Mercy Ships has a crew of volunteers from many nations, including quite a few from Guinea, Sierra Leone, and Liberia. These folks are obviously much more directly impacted by the Ebola crisis than those of us from "safe" countries. They have family and friends who are in harm's way. Some of them may need to go home, but if they do, they can't return to the ship until they've been in quarantine on shore and free of fever for 21 days. (In general, Mercy Ships has a ban on anyone who has traveled through those countries any time recently.) It must be very hard for our African crew to watch this plague envelope their countries and be unable to help.
For the moment, anyway, we are proceeding on schedule to Benin. The plan is still to have the major screening day on September 9. Between now and then, there is a lot of preparation work to be done. Cleaning the hospital after shipyard repairs is underway now, but most restocking and moving stuff will need to wait until we land in Benin. You never know when you'll hit rough seas while sailing, and everything needs to be tied down tight until we arrive.
For now, I am working in the dining room (no eye surgeries happening, of course, so hospital personnel get reassigned to a temporary job for the duration). Each day brings more volunteers back to the ship--our population is growing from a skeleton staff of about 100 during shipyard to probably 300 before sail, and another increase to about 400-450 between the time we land in Benin and the time of the big screening day. Lots of hellos and goodbyes in this time of transition.
So, goodbye for now. I'll keep you updated if there are significant changes in plans, or if something interesting happens.
(Attached Notice: Africa Mercy Public Announcement)
05 August 2014 UPDATE
As its hospital ship, the Africa Mercy, prepares to leave for its ten-month mission to perform life-changing surgeries and train local healthcare professionals in Benin, West Africa, Mercy Ships continues to be acutely aware of the Ebola situation in the region. The organization is taking appropriate steps to protect its volunteers and staff. In April, Mercy Ships redirected its upcoming mission from Guinea to Benin out of caution for the safety of its crew. Benin has no reported cases of Ebola.
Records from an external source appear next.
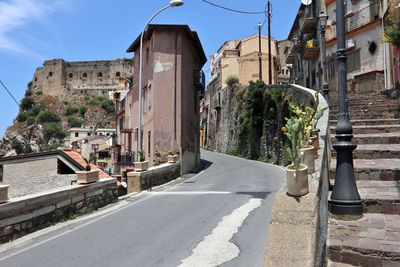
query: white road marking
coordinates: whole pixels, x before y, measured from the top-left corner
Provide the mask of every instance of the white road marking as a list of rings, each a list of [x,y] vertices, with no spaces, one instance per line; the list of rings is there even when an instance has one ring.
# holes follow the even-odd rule
[[[232,192],[228,191],[149,191],[145,194],[149,195],[157,195],[157,196],[164,196],[164,195],[227,195],[232,194]]]
[[[181,261],[179,267],[215,267],[239,256],[240,249],[230,240],[250,212],[261,204],[261,199],[252,198],[230,215],[223,217],[212,233],[193,249],[192,255]]]

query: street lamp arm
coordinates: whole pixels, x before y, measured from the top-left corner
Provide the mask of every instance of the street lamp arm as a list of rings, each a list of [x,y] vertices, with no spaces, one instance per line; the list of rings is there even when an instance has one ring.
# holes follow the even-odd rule
[[[161,12],[171,7],[171,5],[167,5],[157,11],[153,16],[150,17],[148,22],[143,28],[142,33],[140,34],[140,52],[139,52],[139,84],[138,84],[138,143],[137,143],[137,151],[142,151],[142,68],[143,68],[143,38],[144,33],[149,26],[150,22]]]

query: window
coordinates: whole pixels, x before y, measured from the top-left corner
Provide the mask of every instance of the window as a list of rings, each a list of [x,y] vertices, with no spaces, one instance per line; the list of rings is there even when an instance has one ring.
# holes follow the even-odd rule
[[[360,49],[347,55],[347,73],[358,71],[361,68]]]
[[[151,131],[147,133],[147,155],[150,156],[151,153]]]
[[[52,77],[53,76],[53,72],[49,72],[49,75],[48,75],[48,77]]]
[[[150,87],[143,90],[143,113],[150,111],[151,100],[150,100]]]
[[[103,77],[103,73],[101,73],[101,72],[97,73],[97,77],[99,77],[99,78]]]
[[[72,79],[74,77],[74,75],[72,73],[68,74],[68,78]]]
[[[79,137],[79,133],[78,132],[75,132],[75,137]]]
[[[91,136],[92,135],[92,133],[87,133],[87,136]]]
[[[373,56],[375,55],[376,50],[378,50],[378,45],[374,41],[370,42],[368,46],[368,52]]]
[[[117,73],[115,73],[115,76],[119,77],[119,76],[121,76],[121,73],[119,71],[117,71]]]
[[[146,64],[150,62],[150,48],[146,48]]]
[[[87,73],[86,73],[86,72],[84,72],[84,73],[82,74],[82,78],[84,78],[84,79],[87,78]]]
[[[110,133],[106,133],[106,136],[110,136]]]

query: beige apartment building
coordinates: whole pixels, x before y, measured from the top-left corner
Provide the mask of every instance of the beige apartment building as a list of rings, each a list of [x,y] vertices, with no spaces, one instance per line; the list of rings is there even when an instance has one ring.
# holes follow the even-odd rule
[[[278,48],[271,39],[272,84],[277,81]],[[268,81],[268,38],[261,36],[262,80]],[[241,84],[259,80],[259,38],[258,35],[240,40],[226,41],[215,55],[210,57],[210,80],[208,88],[223,89],[226,79],[234,75]]]
[[[127,52],[134,52],[139,69],[140,36]],[[187,25],[148,26],[143,42],[142,132],[138,132],[138,75],[126,96],[117,98],[116,167],[121,172],[138,160],[138,135],[150,166],[179,152],[181,173],[198,167],[199,101],[204,91],[207,61],[200,39]],[[138,73],[138,72],[137,72]]]
[[[391,59],[388,45],[382,42],[382,18],[386,10],[387,0],[347,1],[345,30],[348,88],[354,87],[356,91],[376,91],[390,87],[392,78],[388,70]],[[331,94],[335,94],[335,0],[312,0],[307,6],[300,4],[288,36],[291,45],[287,50],[286,63],[293,65],[291,82],[316,90],[322,87],[321,36],[318,25],[321,12],[328,15],[325,34],[327,79]]]

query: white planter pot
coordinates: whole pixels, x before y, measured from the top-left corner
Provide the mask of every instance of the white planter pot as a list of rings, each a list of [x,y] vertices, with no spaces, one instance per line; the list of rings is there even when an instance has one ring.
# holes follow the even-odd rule
[[[300,163],[307,165],[308,174],[315,172],[315,156],[314,147],[309,146],[305,148],[300,148]]]
[[[179,156],[178,155],[168,155],[167,159],[168,159],[168,163],[176,163],[179,160]]]
[[[89,184],[94,183],[99,180],[99,172],[100,170],[91,170],[91,171],[77,171],[76,173],[76,182],[78,184]]]
[[[6,203],[8,201],[8,188],[9,185],[0,185],[0,203]]]
[[[147,171],[149,169],[149,162],[148,161],[137,161],[133,163],[135,166],[135,172],[142,172]]]
[[[304,196],[308,194],[307,166],[300,164],[296,170],[291,164],[286,167],[287,192],[291,196]]]

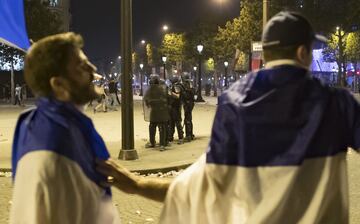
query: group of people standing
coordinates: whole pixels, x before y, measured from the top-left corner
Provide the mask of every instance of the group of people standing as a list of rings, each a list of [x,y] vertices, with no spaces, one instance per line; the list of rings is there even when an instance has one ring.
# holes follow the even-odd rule
[[[171,85],[158,75],[151,75],[149,88],[144,94],[143,103],[145,120],[149,121],[149,142],[146,148],[156,146],[156,128],[159,129],[160,151],[165,150],[174,141],[175,129],[178,134],[178,144],[194,139],[192,110],[194,108],[195,91],[188,75],[181,78],[174,76]],[[184,125],[182,124],[182,108],[184,110]],[[183,127],[185,126],[185,137]]]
The Africa Mercy is the world's largest civilian hospital ship, designed to operate as a surgical specialty hospital. It is not configured to provide the type of treatment required by Ebola patients. In addition to having changed its itinerary, Mercy Ships has also implemented strict travel restrictions to the affected areas and will continue to monitor the situation closely, making programmatic adjustments as needed.
Founder Don Stephens commented, “The well-being of our patients and dedicated crew is our greatest priority. It is fundamental to our continued service to the forgotten poor in Africa. Our prayers go out for the countries impacted by Ebola. These are places and people we know well because we have served them in multiple visits over more than two decades.”